By Andrei Makhovsky
MINSK (Reuters) - Lawmakers loyal to hardline Belarussian President Alexander Lukashenko look set to retain power in an election on Sunday, but the easing of restrictions on opposition candidates could help the ex-Soviet nation further improve ties with the West.
The opposition, which has not been represented in the 110-seat parliament since 1996, is not expected to win any seats, but in a concession to Western calls for greater transparency its contenders have been able to register more easily. External monitors will also be given access to the vote count.
"We've done everything so that there aren't complaints from the Western side.

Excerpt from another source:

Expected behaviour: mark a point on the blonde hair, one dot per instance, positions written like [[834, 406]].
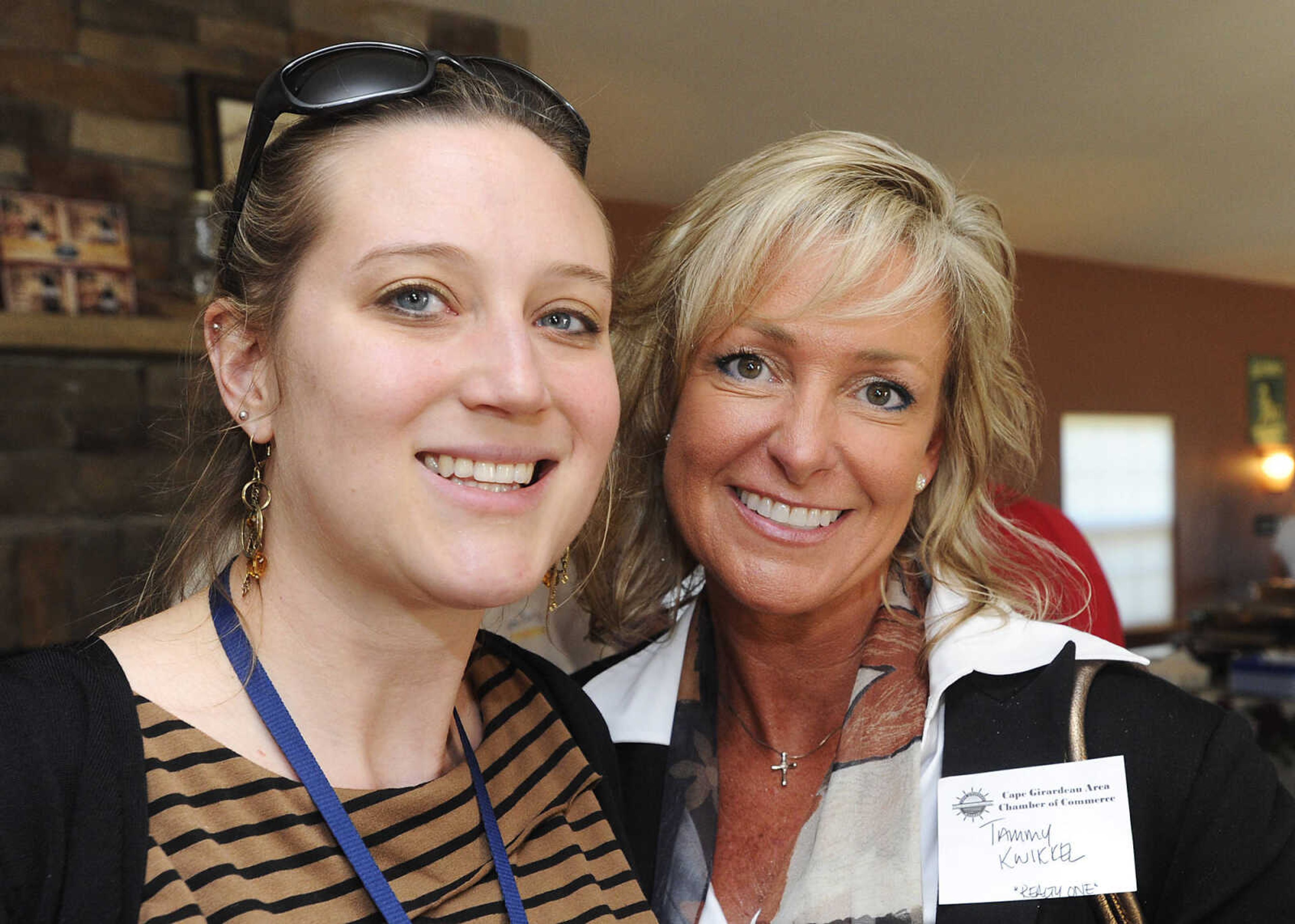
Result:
[[282, 219], [873, 206]]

We accommodated their requests," Lukashenko told journalists after casting his vote in Minsk.
A buffet that included a stuffed suckling pig and a cake in the shape of Belarus had been laid out in the polling station. Providing buffets is a Belarussian tradition to encourage citizens to vote.
Relations between Minsk and the West have warmed since recession-hit Belarus held a peaceful presidential election last October.
The release of political prisoners and Lukashenko's role in hosting Ukraine-Russia peace talks also eased international criticism of the veteran leader, who the United States once said ran Europe's last dictatorship.
The European Union ended five years of sanctions against Belarus in February, while the United States has relaxed some of its restrictions on Minsk and said the authorities' handling of Sunday's vote will factor into an upcoming sanctions review.
"For the Belarussian authorities, this election is more an issue of foreign than domestic policy," said Denis Melyantsov, senior analyst at the Belarusian Institute for Strategic Studies.
"I think we'll get an absolutely sterile parliament, made up of carefully selected lawmakers," he added.
The predictability of the election's result means not all citizens felt it was worth participating. "I would have gone and voted if I felt my vote made a difference," said 37-year-old businesswoman Irina, declining to give her last name.
Lukashenko, who has been in power since 1994, has kept the country in a close strategic alliance with Moscow. However, some cracks appeared in the relationship following Russia's annexation of Crimea from Ukraine in 2014 and since then Minsk has made overtures to the West.
An economic crisis in Russia linked to falling energy prices and sanctions has hit former Soviet countries including Belarus, where the economy shrank 3.9 percent in 2015.
Opposition groups are not planning a mass boycott or protests like those held over previous elections. Instead they have decided to take part in the hope of boosting their support.
"The voice can be stolen, but the support we receive cannot be taken away," the head of opposition group Tell the Truth, Andrei Dmitriev, told Reuters.
The West has pushed for democratic change in Belarus but has been shifting its approach to engage rather than isolate, as well as to counter what it sees as a newly aggressive Russia.
The Organization for Security and Cooperation in Europe, which is monitoring Sunday's vote, will present a report on its findings on Monday.
"A lot has been done in terms of carrying out OSCE recommendations. The election has been competitive and open," Foreign Minister Vladimir Makei told Reuters.
The easing of Western sanctions is necessary for Belarus's plans to improve commercial ties with the EU and lessen its dependence on the crisis-hit Russian market, which currently accounts for 40 percent of Belarussian exports.
Seeking loans from international lenders, including $3 billion from the International Monetary Fund, Belarus has implemented cautious economic reforms such as raising the retirement age and relaxing foreign currency rules.